O governo federal anunciou nesta quinta-feira (24) a terceira fase do Plano Brasil Soberano, com a liberação de R$ 18,5 bilhões em linhas de crédito subsidiado para empresas brasileiras afetadas pela tarifa adicional de 25% imposta pelos Estados Unidos sobre parte dos produtos nacionais. O anúncio ocorre no mesmo dia em que a medida norte-americana entrou em vigor.
O tarifaço atinge cerca de 15% da pauta exportadora brasileira para os EUA, o equivalente a US$ 5,8 bilhões. Os setores mais prejudicados incluem madeira, móveis, produtos cerâmicos, máquinas e equipamentos, calçados e açúcar.
Estrutura do pacote
Dos R$ 18,5 bilhões anunciados, R$ 13,5 bilhões serão aportados pelo Tesouro Nacional e R$ 5 bilhões pelo BNDES. As taxas de financiamento variam conforme o porte da empresa e o setor: 3% ao ano para minerais críticos e 9,80% ao ano para capital de giro de grandes empresas.

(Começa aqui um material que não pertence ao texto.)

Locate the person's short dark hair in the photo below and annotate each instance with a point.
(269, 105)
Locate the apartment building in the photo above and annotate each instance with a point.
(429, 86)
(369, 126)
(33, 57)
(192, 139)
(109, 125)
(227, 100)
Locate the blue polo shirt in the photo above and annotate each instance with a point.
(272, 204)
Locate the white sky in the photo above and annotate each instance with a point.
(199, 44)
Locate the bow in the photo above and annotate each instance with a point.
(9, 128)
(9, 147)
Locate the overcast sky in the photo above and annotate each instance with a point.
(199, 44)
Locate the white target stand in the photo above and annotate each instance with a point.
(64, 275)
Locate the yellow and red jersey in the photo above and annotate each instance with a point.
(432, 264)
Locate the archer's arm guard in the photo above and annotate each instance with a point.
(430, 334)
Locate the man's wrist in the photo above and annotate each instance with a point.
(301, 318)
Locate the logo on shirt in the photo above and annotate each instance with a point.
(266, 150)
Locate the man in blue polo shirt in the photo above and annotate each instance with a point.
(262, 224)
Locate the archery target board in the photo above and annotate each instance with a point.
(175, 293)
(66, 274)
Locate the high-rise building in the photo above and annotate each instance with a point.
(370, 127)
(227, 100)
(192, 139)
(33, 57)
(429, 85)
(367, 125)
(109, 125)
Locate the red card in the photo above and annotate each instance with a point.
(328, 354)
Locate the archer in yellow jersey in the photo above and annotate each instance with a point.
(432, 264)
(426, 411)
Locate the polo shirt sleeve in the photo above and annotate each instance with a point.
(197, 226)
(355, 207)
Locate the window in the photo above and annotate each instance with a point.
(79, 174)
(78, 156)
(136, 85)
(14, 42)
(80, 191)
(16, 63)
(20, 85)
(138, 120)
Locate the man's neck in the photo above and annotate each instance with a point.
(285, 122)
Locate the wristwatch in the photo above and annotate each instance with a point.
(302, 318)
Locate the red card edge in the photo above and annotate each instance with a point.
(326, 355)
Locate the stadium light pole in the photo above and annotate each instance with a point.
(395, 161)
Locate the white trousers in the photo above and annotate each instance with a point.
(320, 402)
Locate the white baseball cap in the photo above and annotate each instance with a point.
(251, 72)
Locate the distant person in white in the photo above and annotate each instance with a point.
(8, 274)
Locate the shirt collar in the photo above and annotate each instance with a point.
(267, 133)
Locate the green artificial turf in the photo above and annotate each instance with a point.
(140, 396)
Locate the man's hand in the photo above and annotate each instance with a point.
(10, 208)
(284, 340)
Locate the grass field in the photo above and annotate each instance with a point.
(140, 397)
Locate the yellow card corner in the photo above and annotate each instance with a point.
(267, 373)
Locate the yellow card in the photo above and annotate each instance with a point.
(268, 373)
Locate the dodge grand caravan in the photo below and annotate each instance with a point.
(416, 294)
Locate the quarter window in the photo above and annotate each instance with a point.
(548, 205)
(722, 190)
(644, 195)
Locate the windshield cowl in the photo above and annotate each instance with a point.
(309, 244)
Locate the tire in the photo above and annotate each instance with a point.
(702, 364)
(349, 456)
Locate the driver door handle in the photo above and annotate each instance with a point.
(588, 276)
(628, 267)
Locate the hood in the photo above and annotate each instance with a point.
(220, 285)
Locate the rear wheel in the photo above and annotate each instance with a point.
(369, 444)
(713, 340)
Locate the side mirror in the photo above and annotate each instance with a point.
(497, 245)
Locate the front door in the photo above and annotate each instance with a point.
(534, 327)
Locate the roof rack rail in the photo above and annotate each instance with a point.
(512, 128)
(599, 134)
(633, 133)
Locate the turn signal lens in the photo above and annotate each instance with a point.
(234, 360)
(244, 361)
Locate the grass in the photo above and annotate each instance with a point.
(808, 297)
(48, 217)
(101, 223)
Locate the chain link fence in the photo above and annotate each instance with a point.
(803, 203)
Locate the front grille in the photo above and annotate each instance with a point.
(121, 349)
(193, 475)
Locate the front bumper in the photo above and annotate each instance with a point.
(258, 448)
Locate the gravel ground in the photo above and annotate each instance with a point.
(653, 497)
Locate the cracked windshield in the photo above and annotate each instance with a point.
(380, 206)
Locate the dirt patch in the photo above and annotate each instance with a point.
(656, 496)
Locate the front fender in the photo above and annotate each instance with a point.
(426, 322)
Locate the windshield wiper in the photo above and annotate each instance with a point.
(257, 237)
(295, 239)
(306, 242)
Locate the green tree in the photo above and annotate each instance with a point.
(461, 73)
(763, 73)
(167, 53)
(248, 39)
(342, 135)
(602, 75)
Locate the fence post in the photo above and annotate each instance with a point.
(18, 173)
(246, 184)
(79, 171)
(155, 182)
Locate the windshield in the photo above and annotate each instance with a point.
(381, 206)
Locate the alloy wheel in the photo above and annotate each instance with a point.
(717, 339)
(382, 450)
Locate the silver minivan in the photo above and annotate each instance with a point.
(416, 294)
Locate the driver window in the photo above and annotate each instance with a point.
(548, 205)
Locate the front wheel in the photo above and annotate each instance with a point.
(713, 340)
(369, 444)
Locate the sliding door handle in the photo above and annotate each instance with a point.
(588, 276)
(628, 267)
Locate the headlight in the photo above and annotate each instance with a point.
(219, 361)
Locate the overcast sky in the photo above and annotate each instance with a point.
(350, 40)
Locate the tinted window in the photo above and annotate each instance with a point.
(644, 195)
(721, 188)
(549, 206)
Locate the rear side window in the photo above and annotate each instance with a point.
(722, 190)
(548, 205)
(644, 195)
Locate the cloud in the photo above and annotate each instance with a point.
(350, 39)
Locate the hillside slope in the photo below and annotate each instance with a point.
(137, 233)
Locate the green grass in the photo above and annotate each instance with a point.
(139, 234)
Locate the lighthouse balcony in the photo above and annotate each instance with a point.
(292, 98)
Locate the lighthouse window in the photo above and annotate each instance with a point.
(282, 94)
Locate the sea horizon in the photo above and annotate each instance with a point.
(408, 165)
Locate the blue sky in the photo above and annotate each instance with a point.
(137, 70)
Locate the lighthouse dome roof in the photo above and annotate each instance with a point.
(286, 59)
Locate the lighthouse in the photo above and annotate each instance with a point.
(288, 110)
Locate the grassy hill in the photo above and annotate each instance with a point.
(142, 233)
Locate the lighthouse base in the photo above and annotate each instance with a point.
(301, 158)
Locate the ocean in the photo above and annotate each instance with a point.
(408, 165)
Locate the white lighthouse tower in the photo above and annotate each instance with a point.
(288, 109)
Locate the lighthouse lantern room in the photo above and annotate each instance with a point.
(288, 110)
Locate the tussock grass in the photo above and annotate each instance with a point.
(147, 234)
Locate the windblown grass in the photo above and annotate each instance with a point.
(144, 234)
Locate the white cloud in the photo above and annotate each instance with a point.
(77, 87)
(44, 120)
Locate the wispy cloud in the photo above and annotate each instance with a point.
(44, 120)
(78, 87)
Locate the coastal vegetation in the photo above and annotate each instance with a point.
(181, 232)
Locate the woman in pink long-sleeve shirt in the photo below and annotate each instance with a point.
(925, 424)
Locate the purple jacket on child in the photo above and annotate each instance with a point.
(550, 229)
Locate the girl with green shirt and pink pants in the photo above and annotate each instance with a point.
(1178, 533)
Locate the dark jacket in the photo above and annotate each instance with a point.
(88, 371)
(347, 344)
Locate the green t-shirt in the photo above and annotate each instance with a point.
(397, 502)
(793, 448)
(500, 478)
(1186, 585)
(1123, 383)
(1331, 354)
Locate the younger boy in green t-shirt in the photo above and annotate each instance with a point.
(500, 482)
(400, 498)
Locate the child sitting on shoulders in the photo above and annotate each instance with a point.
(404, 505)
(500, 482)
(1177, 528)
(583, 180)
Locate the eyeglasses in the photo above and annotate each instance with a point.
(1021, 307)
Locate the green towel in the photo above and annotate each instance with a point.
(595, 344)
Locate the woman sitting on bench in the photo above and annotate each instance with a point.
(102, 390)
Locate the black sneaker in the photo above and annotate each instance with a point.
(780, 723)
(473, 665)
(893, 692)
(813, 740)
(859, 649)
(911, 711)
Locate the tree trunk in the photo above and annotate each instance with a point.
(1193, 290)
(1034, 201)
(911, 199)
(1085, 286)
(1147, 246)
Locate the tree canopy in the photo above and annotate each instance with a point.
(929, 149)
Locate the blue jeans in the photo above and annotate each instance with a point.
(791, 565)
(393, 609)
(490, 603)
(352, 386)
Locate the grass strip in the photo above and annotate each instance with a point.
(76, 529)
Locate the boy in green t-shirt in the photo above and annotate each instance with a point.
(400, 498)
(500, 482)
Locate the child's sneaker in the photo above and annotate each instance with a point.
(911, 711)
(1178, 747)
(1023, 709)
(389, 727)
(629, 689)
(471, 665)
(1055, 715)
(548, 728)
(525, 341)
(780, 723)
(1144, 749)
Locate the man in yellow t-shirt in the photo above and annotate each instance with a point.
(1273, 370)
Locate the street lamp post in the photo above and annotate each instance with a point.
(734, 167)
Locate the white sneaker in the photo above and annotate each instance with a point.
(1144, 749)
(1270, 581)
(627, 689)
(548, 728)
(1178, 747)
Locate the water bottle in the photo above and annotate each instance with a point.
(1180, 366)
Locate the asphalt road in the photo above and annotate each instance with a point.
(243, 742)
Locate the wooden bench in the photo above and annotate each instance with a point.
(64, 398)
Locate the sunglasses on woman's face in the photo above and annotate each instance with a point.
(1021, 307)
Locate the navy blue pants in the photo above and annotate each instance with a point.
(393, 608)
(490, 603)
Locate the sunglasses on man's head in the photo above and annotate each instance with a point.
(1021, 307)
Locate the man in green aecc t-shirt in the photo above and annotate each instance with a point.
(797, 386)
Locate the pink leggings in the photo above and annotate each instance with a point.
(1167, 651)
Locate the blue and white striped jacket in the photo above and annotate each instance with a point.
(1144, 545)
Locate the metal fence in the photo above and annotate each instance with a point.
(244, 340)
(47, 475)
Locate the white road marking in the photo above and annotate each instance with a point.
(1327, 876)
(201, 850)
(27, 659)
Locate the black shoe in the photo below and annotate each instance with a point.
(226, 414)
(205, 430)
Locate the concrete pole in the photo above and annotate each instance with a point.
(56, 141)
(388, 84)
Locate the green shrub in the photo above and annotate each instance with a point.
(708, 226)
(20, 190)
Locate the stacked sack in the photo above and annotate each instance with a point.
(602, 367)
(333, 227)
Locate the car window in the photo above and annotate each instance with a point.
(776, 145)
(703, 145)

O programa também contempla exportadores prejudicados por conflitos internacionais, como os registrados no Golfo Pérsico, ampliando o alcance da medida para além do tarifaço norte-americano.
Acumulado de R$ 69,5 bilhões em três etapas
O Plano Brasil Soberano foi criado em agosto de 2025 como resposta às tarifas impostas pelos EUA. Desde então, o governo já lançou três fases do programa:
- Brasil Soberano 1 (ago/2025): R$ 30 bilhões
- Brasil Soberano 2 (mar/2026): R$ 21 bilhões
- Brasil Soberano 3 (jul/2026): R$ 18,5 bilhões
O montante total acumulado nas três etapas chega a R$ 69,5 bilhões.
Estratégia diplomática prevalece
O vice-presidente e ministro do Desenvolvimento, Indústria, Comércio e Serviços, Geraldo Alckmin, descartou retaliação imediata aos EUA e defendeu a via da reciprocidade comercial. A declaração sinaliza que o governo optou por medidas de estímulo interno ao crédito em vez de uma escalada tarifária com Washington.
“O governo optou por crédito subsidiado em vez de retaliação comercial, sinalizando prioridade à via diplomática”, conforme apurado junto à equipe econômica.
O presidente Luiz Inácio Lula da Silva assinou medida provisória e sancionou o Projeto de Lei de Conversão nº 7 para ampliar o programa, dando base legal à nova rodada de recursos.